“Rapidly changing” consumer demands are putting strain on FMCG supply chains and industry needs to “accelerate how we respond to that”.
Gavin Chappell, commercial services director at Asda, told the IGD Supply Chain Summit in London yesterday firms needed to “collaborate on the big issues”.
“Consumers are rapidly changing the way they want to interact with us as an industry,” he said. “Consumers are demanding more and more transparency about how their food supply chain operates. We need to accelerate how we respond to that.
“Transparency cannot be solved by any one part of the supply chain.”
Chappell, who is also co chair of ECR UK, an industry body working to improve supply chain efficiency, said the sector was on track to meet a target of reducing waste in the supply chain by 200,000 tonnes by the end of 2014.

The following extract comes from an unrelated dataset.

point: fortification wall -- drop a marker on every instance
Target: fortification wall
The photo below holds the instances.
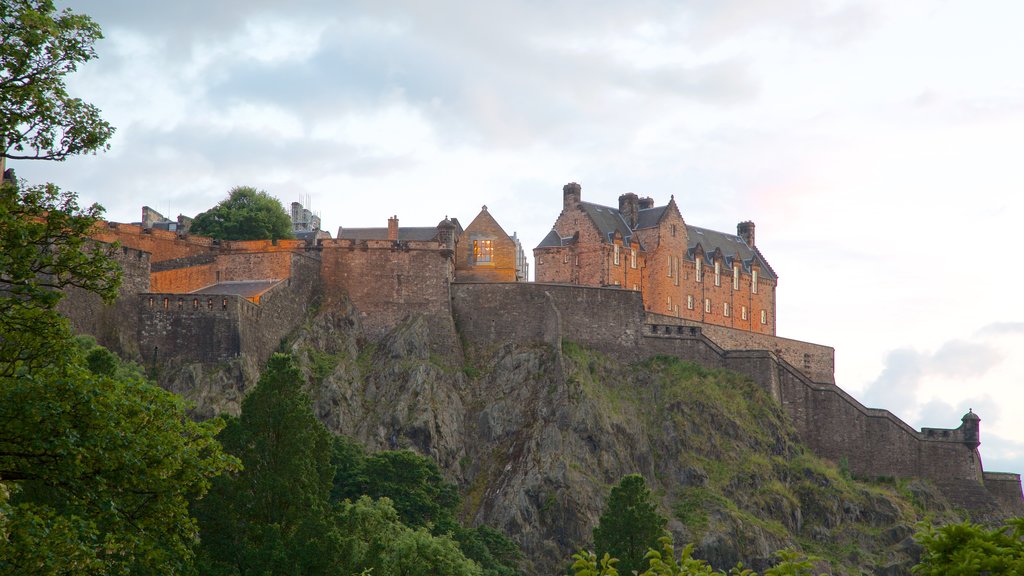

Karen Whitworth, director of supply chain operations at Sainsbury’s, said the overall market was in decline, shoppers were more “savvy”, and online shopping and the rise of convenience stores had “changed the supply chain”.
“Thinking of new innovative ways of sourcing is becoming more difficult but more important,” she said.
Whitworth said building “trusting partnerships” with suppliers was critical.
“If we are not clear with our suppliers with what we want from them, how are they going understand us? How are they going to make us happy?” she said.
She said a 25 per cent increase in a product’s life, through less time spent in storage for example, resulted in a 4 per cent increase in availability and a 3 per cent drop in waste.
Sue McGeorge, GB supply chain director for Diageo, said they had moved from a “one-size-fits-all” supply chain to one “tailored to the particular characteristics of the brand”, including the development of a portable packaging line built in a shipping container that can be dropped anywhere. “You plug it into local utilities and you’re up and ready to go,” she said.
Malcolm Basey, supply chain director at Morrisons, said they were planning to work more collaboratively with suppliers and move to a “stockless environment” for some products. “This will require high levels of performance for those suppliers involved,” he said.